Westminster now has three parties of austerity

Philip Booth writes...

It was with some considerable disappointment that I heard Ed Miliband in the week accepting the Government's spending cuts - one has to ask why would you vote Labour if they are offering more of the same?

In Caroline Lucas' letter in The Guardian on Monday she wrote: "News that Ed Miliband will accept the government's spending cuts, as a starting point for 2015-16, as well as supporting a cap on welfare spending, confirms fears that we now have three parties of austerity at Westminster (Miliband summons up spirit of 45, 22 June). Instead of trying to outcompete the government in some kind of masochistic virility test to see who can threaten the greatest austerity, an opposition party worthy of the name would be making a far stronger case that austerity isn't working, and offering a genuine alternative.
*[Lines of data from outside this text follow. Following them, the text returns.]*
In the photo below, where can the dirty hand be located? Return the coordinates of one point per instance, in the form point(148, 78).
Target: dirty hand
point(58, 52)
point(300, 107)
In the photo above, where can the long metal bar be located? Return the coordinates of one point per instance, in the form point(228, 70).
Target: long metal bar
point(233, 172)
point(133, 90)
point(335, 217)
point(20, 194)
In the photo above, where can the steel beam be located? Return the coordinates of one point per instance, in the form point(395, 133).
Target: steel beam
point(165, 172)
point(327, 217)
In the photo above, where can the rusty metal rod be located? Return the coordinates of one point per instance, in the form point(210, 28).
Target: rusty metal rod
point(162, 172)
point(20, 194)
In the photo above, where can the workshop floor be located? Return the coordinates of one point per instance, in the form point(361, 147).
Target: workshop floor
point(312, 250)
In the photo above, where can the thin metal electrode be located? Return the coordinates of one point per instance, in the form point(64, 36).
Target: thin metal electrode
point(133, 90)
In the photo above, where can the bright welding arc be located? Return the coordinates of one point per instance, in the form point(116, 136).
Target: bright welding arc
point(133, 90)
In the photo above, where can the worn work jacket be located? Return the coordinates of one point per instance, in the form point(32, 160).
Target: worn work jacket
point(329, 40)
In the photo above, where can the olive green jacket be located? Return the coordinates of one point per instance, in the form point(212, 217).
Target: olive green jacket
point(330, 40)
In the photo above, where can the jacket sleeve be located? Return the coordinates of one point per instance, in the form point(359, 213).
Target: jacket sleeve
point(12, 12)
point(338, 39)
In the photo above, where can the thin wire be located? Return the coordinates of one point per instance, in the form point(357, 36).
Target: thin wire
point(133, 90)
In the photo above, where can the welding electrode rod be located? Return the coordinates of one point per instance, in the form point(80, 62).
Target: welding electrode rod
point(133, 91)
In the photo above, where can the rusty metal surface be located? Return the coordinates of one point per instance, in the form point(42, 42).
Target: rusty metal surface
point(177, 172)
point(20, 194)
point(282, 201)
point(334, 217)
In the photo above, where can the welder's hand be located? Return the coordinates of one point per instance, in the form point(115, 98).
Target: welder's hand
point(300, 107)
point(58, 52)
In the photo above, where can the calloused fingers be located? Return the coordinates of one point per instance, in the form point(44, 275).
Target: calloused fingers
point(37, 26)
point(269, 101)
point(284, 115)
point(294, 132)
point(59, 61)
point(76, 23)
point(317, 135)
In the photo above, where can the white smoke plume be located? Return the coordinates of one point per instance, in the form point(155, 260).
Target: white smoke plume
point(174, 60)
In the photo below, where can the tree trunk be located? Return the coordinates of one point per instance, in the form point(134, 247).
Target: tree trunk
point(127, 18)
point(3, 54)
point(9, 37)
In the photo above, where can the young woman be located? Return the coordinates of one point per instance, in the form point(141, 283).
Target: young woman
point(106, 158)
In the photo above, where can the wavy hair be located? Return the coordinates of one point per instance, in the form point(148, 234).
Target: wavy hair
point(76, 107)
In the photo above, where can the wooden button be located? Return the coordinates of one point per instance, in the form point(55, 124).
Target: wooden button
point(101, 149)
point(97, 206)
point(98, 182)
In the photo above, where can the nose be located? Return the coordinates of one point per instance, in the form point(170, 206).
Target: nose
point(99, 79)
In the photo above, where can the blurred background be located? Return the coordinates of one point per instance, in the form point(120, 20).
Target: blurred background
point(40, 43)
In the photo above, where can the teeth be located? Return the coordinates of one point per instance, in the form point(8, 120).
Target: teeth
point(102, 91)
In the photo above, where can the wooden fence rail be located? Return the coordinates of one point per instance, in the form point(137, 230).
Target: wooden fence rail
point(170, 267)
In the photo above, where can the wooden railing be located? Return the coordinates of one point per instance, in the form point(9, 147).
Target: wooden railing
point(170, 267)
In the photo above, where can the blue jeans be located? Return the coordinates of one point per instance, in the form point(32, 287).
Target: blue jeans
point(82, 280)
"At the People's Assembly meeting in London on Saturday, more than 4,000 people gathered to build a movement to do just that, based on a recognition that the best way to address the deficit is not by cutting public spending, throwing people out of work and slashing welfare, but by investing in jobs, particularly jobs in the labour-intensive green sector, which would address the growing climate crisis, as well as the economic one.

"Borrowing, based on record low interest rates, a serious crackdown on tax evasion and avoidance, and green quantitative easing to deliver investment directly into the new jobs and infrastructure that the UK urgently needs to make the transition to a more sustainable economy, would all do far more to address the deficit than the confused Tory-lite policies set out by the Labour frontbench."